Semen Reviewer (HY)
HIGH-YIELD EXAM REVIEWER — Seminal Fluid & Semen Analysis
MLS 419 | AUBF
SEMEN COMPOSITION — Quick Table
Component | % |
|---|---|
Seminal vesicle fluid | 60–70% (MOST) |
Prostatic fluid | 20–30% |
Spermatozoa | 5% |
Bulbourethral gland | 5% |
Secretions = 95% of semen. Sperm = only 5%.
STRUCTURES & THEIR KEY ROLES
Structure | Key Secretion / Role | Buzz Word |
|---|---|---|
Testes | Spermatogenesis via seminiferous tubules | "Sperm factory" |
Seminal vesicle | Fructose (energy), Flavin (color/UV), Coagulation proteins (viscosity) | "60–70%, most fluid" |
Prostate gland | Acid phosphatase, citric acid, zinc → liquefaction | "Liquefaction" |
Bulbourethral gland | Alkaline mucus → neutralizes acid | "Buffer / pH protector" |
SPERMATOGENESIS — High-Yield Flow
Mitosis (germ cells)
→ Meiosis (spermatogenesis) — Sertoli cells nurture
→ Spermatids formed (immature, NO tail, NON-motile)
→ Mature in epididymis (90 days)
→ Ejaculated via vas deferens → ejaculatory duct
Spermatids = Round Cells
Look like WBCs microscopically
↑ Round cells → infection (WBC) OR disrupted spermatogenesis (spermatid)
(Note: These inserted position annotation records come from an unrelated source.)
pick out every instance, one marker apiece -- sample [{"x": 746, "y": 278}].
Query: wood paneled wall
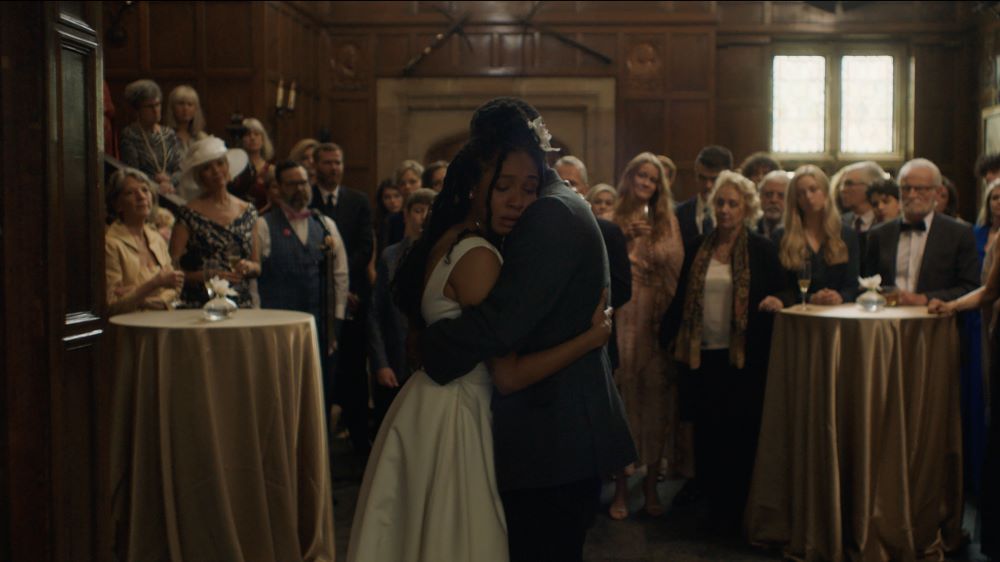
[
  {"x": 233, "y": 54},
  {"x": 687, "y": 73}
]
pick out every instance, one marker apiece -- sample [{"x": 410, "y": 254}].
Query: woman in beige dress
[
  {"x": 645, "y": 213},
  {"x": 139, "y": 273}
]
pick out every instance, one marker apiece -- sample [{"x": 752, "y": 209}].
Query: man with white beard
[{"x": 772, "y": 189}]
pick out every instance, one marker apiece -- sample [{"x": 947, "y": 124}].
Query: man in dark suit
[
  {"x": 352, "y": 213},
  {"x": 925, "y": 254},
  {"x": 554, "y": 440},
  {"x": 694, "y": 215},
  {"x": 574, "y": 172},
  {"x": 772, "y": 188}
]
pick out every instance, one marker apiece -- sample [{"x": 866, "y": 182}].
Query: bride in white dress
[{"x": 429, "y": 492}]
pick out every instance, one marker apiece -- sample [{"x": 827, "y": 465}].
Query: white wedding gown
[{"x": 429, "y": 492}]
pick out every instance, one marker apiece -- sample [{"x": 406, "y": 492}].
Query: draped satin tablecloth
[
  {"x": 860, "y": 444},
  {"x": 218, "y": 447}
]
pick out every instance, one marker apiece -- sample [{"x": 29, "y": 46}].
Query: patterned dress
[
  {"x": 644, "y": 377},
  {"x": 151, "y": 153},
  {"x": 209, "y": 240}
]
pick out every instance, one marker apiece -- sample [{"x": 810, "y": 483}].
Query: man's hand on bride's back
[{"x": 600, "y": 322}]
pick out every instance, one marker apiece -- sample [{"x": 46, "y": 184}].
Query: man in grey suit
[
  {"x": 924, "y": 253},
  {"x": 554, "y": 440}
]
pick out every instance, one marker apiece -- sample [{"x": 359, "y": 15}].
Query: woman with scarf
[{"x": 718, "y": 328}]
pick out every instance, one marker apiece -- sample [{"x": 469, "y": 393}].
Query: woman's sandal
[
  {"x": 618, "y": 512},
  {"x": 654, "y": 510}
]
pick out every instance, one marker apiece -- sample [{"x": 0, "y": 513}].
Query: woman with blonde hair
[
  {"x": 718, "y": 328},
  {"x": 602, "y": 198},
  {"x": 252, "y": 184},
  {"x": 813, "y": 233},
  {"x": 656, "y": 251},
  {"x": 184, "y": 116}
]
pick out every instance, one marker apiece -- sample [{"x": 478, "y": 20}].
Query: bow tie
[{"x": 912, "y": 227}]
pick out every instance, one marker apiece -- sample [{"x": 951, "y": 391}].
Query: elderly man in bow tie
[{"x": 924, "y": 253}]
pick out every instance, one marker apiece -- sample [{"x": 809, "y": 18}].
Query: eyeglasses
[{"x": 917, "y": 188}]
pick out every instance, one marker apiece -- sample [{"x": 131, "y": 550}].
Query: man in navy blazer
[
  {"x": 924, "y": 253},
  {"x": 693, "y": 215},
  {"x": 352, "y": 213}
]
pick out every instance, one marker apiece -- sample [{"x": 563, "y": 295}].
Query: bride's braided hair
[{"x": 498, "y": 128}]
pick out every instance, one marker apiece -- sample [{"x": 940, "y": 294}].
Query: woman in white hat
[{"x": 214, "y": 234}]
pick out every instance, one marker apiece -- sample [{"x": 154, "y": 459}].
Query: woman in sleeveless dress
[
  {"x": 645, "y": 377},
  {"x": 429, "y": 492}
]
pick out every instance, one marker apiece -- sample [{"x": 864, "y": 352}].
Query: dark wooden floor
[{"x": 674, "y": 537}]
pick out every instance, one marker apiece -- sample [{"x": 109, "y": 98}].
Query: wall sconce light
[{"x": 281, "y": 105}]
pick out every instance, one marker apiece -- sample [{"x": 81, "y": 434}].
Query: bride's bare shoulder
[{"x": 473, "y": 276}]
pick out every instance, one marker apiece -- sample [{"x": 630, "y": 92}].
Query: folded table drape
[
  {"x": 218, "y": 438},
  {"x": 860, "y": 445}
]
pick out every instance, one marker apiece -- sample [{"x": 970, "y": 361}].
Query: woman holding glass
[
  {"x": 137, "y": 265},
  {"x": 252, "y": 185},
  {"x": 184, "y": 116},
  {"x": 719, "y": 330},
  {"x": 655, "y": 249},
  {"x": 215, "y": 232},
  {"x": 820, "y": 252}
]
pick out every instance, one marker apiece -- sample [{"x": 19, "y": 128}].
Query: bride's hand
[{"x": 600, "y": 322}]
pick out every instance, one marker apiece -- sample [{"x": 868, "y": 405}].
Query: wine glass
[
  {"x": 233, "y": 256},
  {"x": 805, "y": 279},
  {"x": 210, "y": 268}
]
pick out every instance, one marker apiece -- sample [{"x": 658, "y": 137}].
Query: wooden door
[{"x": 52, "y": 289}]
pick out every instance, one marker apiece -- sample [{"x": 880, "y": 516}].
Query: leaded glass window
[
  {"x": 799, "y": 104},
  {"x": 866, "y": 115}
]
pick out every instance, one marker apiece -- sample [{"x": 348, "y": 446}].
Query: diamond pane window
[
  {"x": 799, "y": 104},
  {"x": 866, "y": 86}
]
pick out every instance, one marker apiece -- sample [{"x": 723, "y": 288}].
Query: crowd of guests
[{"x": 694, "y": 283}]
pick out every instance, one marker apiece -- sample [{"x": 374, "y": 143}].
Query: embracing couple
[{"x": 495, "y": 451}]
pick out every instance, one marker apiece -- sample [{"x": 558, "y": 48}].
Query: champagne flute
[
  {"x": 210, "y": 269},
  {"x": 233, "y": 256},
  {"x": 805, "y": 279}
]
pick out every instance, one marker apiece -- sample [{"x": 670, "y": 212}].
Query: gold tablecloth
[
  {"x": 860, "y": 453},
  {"x": 218, "y": 445}
]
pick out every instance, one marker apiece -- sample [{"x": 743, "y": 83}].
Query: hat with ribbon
[{"x": 203, "y": 152}]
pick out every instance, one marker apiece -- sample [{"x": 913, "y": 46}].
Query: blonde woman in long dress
[{"x": 645, "y": 376}]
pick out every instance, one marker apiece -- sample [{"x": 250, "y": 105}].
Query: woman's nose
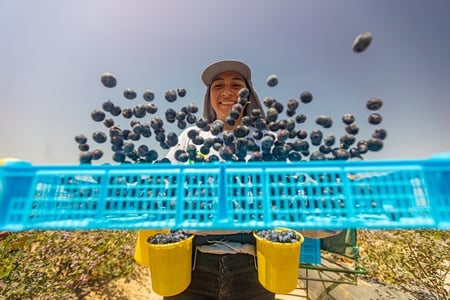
[{"x": 227, "y": 93}]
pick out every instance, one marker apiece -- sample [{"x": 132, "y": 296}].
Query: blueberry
[
  {"x": 81, "y": 139},
  {"x": 379, "y": 134},
  {"x": 257, "y": 134},
  {"x": 152, "y": 155},
  {"x": 201, "y": 123},
  {"x": 139, "y": 111},
  {"x": 316, "y": 137},
  {"x": 142, "y": 150},
  {"x": 226, "y": 153},
  {"x": 273, "y": 126},
  {"x": 128, "y": 147},
  {"x": 374, "y": 144},
  {"x": 127, "y": 113},
  {"x": 198, "y": 140},
  {"x": 347, "y": 139},
  {"x": 234, "y": 114},
  {"x": 290, "y": 113},
  {"x": 160, "y": 137},
  {"x": 181, "y": 155},
  {"x": 170, "y": 115},
  {"x": 151, "y": 108},
  {"x": 99, "y": 137},
  {"x": 348, "y": 119},
  {"x": 96, "y": 154},
  {"x": 302, "y": 134},
  {"x": 260, "y": 124},
  {"x": 272, "y": 80},
  {"x": 85, "y": 157},
  {"x": 247, "y": 121},
  {"x": 306, "y": 97},
  {"x": 156, "y": 123},
  {"x": 294, "y": 156},
  {"x": 272, "y": 114},
  {"x": 324, "y": 121},
  {"x": 244, "y": 93},
  {"x": 137, "y": 128},
  {"x": 181, "y": 92},
  {"x": 172, "y": 139},
  {"x": 300, "y": 118},
  {"x": 375, "y": 119},
  {"x": 108, "y": 106},
  {"x": 108, "y": 80},
  {"x": 361, "y": 42},
  {"x": 119, "y": 157},
  {"x": 230, "y": 121},
  {"x": 268, "y": 101},
  {"x": 228, "y": 137},
  {"x": 278, "y": 106},
  {"x": 83, "y": 147},
  {"x": 148, "y": 95},
  {"x": 108, "y": 122},
  {"x": 317, "y": 155},
  {"x": 352, "y": 129},
  {"x": 181, "y": 124},
  {"x": 116, "y": 111},
  {"x": 292, "y": 104},
  {"x": 191, "y": 150},
  {"x": 117, "y": 141},
  {"x": 191, "y": 119},
  {"x": 192, "y": 133},
  {"x": 192, "y": 108},
  {"x": 241, "y": 131},
  {"x": 129, "y": 94},
  {"x": 98, "y": 115},
  {"x": 341, "y": 154},
  {"x": 374, "y": 104},
  {"x": 170, "y": 95}
]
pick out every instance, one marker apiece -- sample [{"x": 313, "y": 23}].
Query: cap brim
[{"x": 225, "y": 66}]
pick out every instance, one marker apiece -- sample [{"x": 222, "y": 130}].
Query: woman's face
[{"x": 224, "y": 92}]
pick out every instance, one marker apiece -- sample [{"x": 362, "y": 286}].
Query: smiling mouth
[{"x": 227, "y": 102}]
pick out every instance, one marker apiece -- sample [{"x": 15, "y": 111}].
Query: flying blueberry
[
  {"x": 98, "y": 115},
  {"x": 170, "y": 95},
  {"x": 272, "y": 80},
  {"x": 129, "y": 94},
  {"x": 306, "y": 97},
  {"x": 362, "y": 42},
  {"x": 374, "y": 104},
  {"x": 375, "y": 119},
  {"x": 181, "y": 92},
  {"x": 148, "y": 95},
  {"x": 108, "y": 80}
]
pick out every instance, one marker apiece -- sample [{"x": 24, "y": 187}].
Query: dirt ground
[{"x": 136, "y": 287}]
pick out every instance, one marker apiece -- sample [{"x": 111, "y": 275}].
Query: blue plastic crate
[
  {"x": 310, "y": 251},
  {"x": 312, "y": 195}
]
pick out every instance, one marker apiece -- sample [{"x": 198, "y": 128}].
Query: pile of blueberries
[
  {"x": 167, "y": 238},
  {"x": 285, "y": 236},
  {"x": 260, "y": 137}
]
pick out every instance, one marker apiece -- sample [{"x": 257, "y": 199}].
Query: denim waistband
[{"x": 243, "y": 238}]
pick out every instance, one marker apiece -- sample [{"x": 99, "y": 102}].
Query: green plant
[{"x": 418, "y": 261}]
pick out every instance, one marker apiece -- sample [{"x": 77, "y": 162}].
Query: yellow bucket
[
  {"x": 171, "y": 266},
  {"x": 141, "y": 254},
  {"x": 278, "y": 263}
]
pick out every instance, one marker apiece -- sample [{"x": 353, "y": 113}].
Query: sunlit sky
[{"x": 52, "y": 54}]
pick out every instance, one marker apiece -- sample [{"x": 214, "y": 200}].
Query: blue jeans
[{"x": 224, "y": 277}]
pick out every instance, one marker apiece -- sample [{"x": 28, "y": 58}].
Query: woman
[{"x": 224, "y": 264}]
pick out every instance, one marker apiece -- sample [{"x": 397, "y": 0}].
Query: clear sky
[{"x": 52, "y": 54}]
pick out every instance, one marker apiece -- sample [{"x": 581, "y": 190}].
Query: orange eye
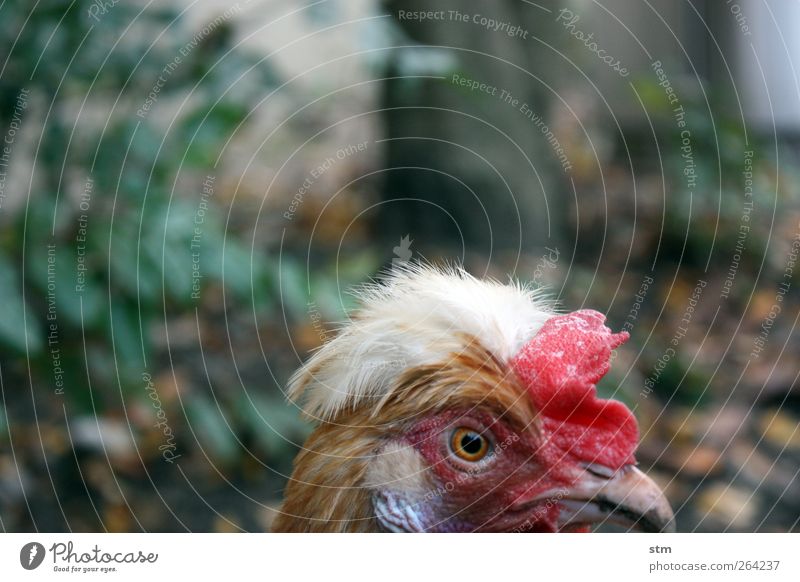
[{"x": 469, "y": 444}]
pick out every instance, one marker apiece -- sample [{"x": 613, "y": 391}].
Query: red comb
[{"x": 560, "y": 367}]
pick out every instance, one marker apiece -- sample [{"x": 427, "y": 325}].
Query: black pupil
[{"x": 472, "y": 443}]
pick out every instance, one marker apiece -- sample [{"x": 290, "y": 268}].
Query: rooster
[{"x": 452, "y": 404}]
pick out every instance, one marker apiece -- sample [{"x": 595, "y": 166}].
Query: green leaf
[
  {"x": 211, "y": 429},
  {"x": 19, "y": 325}
]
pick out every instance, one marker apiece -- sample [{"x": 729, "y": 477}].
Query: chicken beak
[{"x": 628, "y": 498}]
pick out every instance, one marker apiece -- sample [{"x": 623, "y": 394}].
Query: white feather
[{"x": 418, "y": 316}]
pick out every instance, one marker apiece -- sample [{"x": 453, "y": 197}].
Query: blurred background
[{"x": 189, "y": 189}]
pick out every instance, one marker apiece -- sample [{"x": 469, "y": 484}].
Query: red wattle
[{"x": 560, "y": 366}]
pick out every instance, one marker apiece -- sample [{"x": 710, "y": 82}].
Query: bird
[{"x": 451, "y": 403}]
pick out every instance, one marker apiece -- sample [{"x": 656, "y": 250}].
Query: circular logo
[{"x": 31, "y": 555}]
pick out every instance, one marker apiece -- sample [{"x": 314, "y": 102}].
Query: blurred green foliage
[{"x": 85, "y": 78}]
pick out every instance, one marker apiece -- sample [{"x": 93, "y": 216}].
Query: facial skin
[{"x": 524, "y": 481}]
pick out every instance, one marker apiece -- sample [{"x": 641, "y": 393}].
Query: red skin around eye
[{"x": 560, "y": 367}]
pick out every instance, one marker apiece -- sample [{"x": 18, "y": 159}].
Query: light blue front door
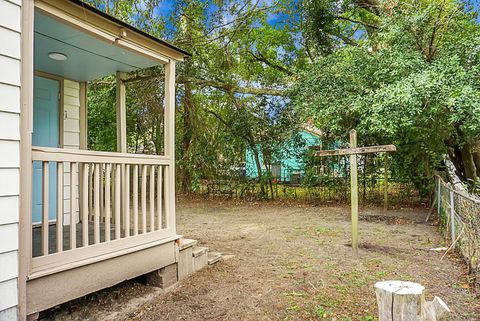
[{"x": 45, "y": 134}]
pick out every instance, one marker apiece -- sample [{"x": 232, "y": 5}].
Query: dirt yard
[{"x": 291, "y": 262}]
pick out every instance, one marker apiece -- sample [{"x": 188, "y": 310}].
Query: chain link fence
[{"x": 459, "y": 215}]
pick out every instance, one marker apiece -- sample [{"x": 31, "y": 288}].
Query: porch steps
[
  {"x": 214, "y": 257},
  {"x": 193, "y": 258}
]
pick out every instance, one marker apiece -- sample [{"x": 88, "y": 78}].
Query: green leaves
[{"x": 414, "y": 83}]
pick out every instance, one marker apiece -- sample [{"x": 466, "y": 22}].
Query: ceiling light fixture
[{"x": 57, "y": 56}]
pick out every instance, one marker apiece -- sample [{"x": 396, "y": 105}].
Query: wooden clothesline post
[{"x": 353, "y": 151}]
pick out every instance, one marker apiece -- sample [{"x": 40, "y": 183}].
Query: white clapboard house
[{"x": 58, "y": 243}]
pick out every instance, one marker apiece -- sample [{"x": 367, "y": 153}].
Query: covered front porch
[{"x": 91, "y": 219}]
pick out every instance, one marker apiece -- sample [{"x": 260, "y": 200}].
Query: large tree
[{"x": 403, "y": 72}]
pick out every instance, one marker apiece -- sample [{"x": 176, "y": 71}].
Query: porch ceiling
[{"x": 89, "y": 58}]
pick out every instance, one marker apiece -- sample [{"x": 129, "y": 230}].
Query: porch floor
[{"x": 52, "y": 237}]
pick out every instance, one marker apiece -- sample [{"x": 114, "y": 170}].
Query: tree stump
[{"x": 405, "y": 301}]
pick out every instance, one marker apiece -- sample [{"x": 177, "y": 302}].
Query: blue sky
[{"x": 167, "y": 7}]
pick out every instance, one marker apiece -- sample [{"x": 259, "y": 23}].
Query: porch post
[
  {"x": 26, "y": 129},
  {"x": 121, "y": 115},
  {"x": 83, "y": 116},
  {"x": 169, "y": 143},
  {"x": 121, "y": 142}
]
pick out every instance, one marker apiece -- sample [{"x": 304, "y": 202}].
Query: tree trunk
[
  {"x": 476, "y": 154},
  {"x": 254, "y": 149},
  {"x": 186, "y": 139},
  {"x": 470, "y": 170}
]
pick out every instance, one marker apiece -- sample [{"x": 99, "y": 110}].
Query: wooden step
[
  {"x": 199, "y": 257},
  {"x": 199, "y": 250},
  {"x": 214, "y": 257},
  {"x": 186, "y": 243}
]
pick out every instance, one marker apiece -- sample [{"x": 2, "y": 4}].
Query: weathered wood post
[
  {"x": 354, "y": 192},
  {"x": 452, "y": 216},
  {"x": 385, "y": 189},
  {"x": 353, "y": 151},
  {"x": 405, "y": 301}
]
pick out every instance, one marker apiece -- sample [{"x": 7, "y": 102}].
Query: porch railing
[{"x": 106, "y": 204}]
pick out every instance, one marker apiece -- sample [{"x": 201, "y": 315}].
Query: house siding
[
  {"x": 10, "y": 65},
  {"x": 290, "y": 161},
  {"x": 71, "y": 138}
]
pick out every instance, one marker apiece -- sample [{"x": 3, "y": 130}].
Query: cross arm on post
[{"x": 354, "y": 150}]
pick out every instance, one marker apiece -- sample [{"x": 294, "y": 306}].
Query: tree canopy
[{"x": 402, "y": 72}]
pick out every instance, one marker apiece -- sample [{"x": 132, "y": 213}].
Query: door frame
[
  {"x": 61, "y": 108},
  {"x": 61, "y": 112}
]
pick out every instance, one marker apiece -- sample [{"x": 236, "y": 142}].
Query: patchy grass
[{"x": 294, "y": 262}]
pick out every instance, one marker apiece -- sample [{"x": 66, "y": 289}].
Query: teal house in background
[{"x": 289, "y": 164}]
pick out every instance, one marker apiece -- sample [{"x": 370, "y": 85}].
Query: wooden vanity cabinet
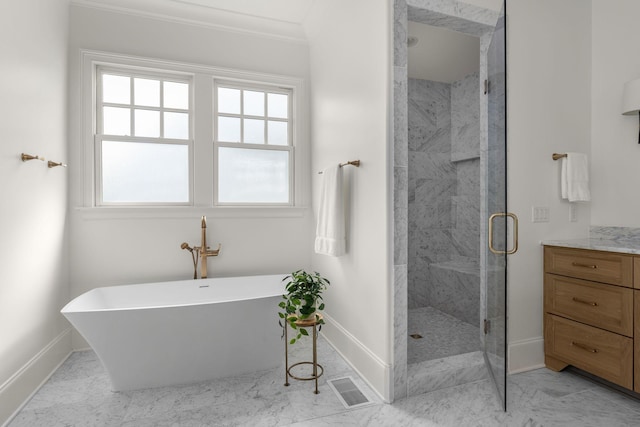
[{"x": 589, "y": 306}]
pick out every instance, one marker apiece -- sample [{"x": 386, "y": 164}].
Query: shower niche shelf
[{"x": 464, "y": 156}]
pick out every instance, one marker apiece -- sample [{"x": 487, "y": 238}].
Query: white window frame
[
  {"x": 289, "y": 148},
  {"x": 100, "y": 137},
  {"x": 202, "y": 167}
]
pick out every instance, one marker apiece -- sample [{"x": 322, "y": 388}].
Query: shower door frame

Differentiate using: Peroxidase stain
SPECIMEN COLLECTION — Must-Knows
Factor | Rule |
|---|---|
Abstinence | 2–7 days (>7 days = ↑ volume, ↓ motility) |
Preferred method | Masturbation |
If collected at home | Deliver within 1 hour, at room temperature |
Storage before analysis | 37°C |
Fertility testing (WHO) | 2–3 collections, 1–3 weeks apart; 2/3 abnormal = significant |
Incomplete collection consequences:
Missed part | Consequence |
|---|---|
First portion | ↓ sperm concentration, ↑ pH, failure to liquefy |
Last portion | False ↓ volume, ↓ pH, can't clot |
NOT acceptable: Ordinary condoms (spermicides), coitus interruptus (loses first portion + vaginal pH affects motility)
APPEARANCE
Normal: Gray-white, translucent, musty odor (odor is NOT reported)
Color | Cause |
|---|---|
White turbidity | WBCs / infection |
Red | RBCs |
Yellow | Urine contamination OR prolonged abstinence |
Urine is toxic to sperm → affects motility.
LIQUEFACTION
Normal: 30–60 minutes
Failure to liquefy = prostatic enzyme deficiency or incomplete collection
Cannot proceed with analysis until liquefied
If not liquefied in 2 hours, induce with:
DPBS (Dulbecco's phosphate-buffered saline)
Proteolytic enzymes (alpha-chymotrypsin or bromelain)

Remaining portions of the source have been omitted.